Et justement, on lui confie un projet qui concerne un effondrement des berges de la Seine. Elle raconte la confrontation qui s’est opérée. « Je devais présenter des préconisations techniques. Il n’y avait que des messieurs d’un certain âge en face de moi. J’étais la seule femme. J’ai présenté un projet 100% naturel avec des plantes. Il y a eu un grand blanc, et à la fin de ma présentation, je me suis fait renvoyer dans mes buts comme si j’étais totalement incompétente. Et j’ai bien compris à leur regard qu’ils se disaient. Comment a-t-on pu recruter à ce poste une jeune femme comme ça ? Ces histoires de petits poissons, de plantes, c’est bien une histoire de femme. Ce n’est pas une histoire d’ingénieur. J’ai bien compris ce jour là que je n’avais pas réussi à convaincre ».

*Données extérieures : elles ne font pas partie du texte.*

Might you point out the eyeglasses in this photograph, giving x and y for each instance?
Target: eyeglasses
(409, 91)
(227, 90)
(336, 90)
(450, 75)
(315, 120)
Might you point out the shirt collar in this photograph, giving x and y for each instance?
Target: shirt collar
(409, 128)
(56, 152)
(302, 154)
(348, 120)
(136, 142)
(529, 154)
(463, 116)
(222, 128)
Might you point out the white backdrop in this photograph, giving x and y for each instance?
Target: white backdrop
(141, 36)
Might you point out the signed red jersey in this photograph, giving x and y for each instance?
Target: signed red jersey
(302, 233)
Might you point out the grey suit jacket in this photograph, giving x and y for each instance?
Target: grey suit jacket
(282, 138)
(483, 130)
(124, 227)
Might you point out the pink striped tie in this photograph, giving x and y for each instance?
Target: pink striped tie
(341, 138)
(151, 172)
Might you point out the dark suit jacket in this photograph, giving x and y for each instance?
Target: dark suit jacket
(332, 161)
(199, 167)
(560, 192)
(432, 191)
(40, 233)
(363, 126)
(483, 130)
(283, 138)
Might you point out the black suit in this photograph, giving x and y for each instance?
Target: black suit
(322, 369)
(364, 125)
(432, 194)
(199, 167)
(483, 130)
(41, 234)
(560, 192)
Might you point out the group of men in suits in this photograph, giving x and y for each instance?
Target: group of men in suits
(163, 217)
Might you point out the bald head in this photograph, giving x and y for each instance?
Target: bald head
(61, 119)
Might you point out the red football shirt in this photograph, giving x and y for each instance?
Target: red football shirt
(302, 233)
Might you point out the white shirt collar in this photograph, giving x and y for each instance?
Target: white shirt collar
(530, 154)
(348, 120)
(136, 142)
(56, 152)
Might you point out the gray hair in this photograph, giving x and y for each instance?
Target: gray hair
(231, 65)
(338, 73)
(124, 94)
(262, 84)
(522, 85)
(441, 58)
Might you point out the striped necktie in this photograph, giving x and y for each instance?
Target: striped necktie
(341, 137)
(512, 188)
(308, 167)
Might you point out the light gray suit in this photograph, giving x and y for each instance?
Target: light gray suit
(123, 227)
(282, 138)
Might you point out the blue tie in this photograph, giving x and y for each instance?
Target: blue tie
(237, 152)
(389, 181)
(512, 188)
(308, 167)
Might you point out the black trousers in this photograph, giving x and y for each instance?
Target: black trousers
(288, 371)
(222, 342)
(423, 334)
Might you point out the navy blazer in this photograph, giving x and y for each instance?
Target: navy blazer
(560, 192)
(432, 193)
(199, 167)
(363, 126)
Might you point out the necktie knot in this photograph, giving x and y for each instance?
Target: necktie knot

Cependant Pascale va surmonter cette humiliation. Elle va persévérer et, peu à peu, les mentalités vont changer. « Je suis retourné un certain nombre de fois en gardant le sourire. Et puis surtout, on a travaillé ensemble avec des collègues. On a créé un réseau pilote. On a mobilisé les expériences étrangères et finalement, on a réussi à convaincre et à changer la norme en assez peu de temps ».

C’est par le dialogue qu’on parvient à faire évoluer les représentations et les comportements. En voici un exemple encourageant.

 

Dépasser un conflit social dans une Direction de l’équipement

Pascale Ribon a poursuivi son parcours professionnel. La voilà maintenant responsable d’un service public important : une Direction départementale de l’équipement : mille agents répartis dans une dizaine de sites.

Or voici qu’une décision de l’Etat vient remettre en cause le fonctionnement de celle-ci et donc les habitudes des employés. On imagine l’émotion suscitée par ce bouleversement. « L’Etat avait décidé de transférer une partie des missions aux conseils généraux et de réorganiser le reste. C’était la décentralisation. Bien sûr, les personnels ne perdaient pas leur travail, mais ils étaient remis en question d’une façon assez profonde. Certains allaient changer de statut. Ils allaient devoir changer d’employeur, changer de métier ».

Comme directrice, Pascale est directement confrontée à l’agitation suscitée par la crainte des employés. « Ce jour-là, les syndicats avaient organisé une manifestation pour exprimer leur opposition. Vous arrivez le matin. Vous êtes le directeur. Vous savez qu’une centaine de personnes vous attendent sur le parking, avec un mégaphone, avec beaucoup d’agressivité pour vous montrer qu’ils sont totalement contre la réforme que vous allez mettre en œuvre. Vous avez le choix. Vous pouvez aller vous garer discrètement dans une rue adjacente, monter directement dans votre bureau, dire à votre directeur des relations humaines qu’il s’en occupe parce que le dialogue social, c’est son boulot ! Et puis, vous avez des choses importantes à faire. Il y a surement une réunion qui va démarrer…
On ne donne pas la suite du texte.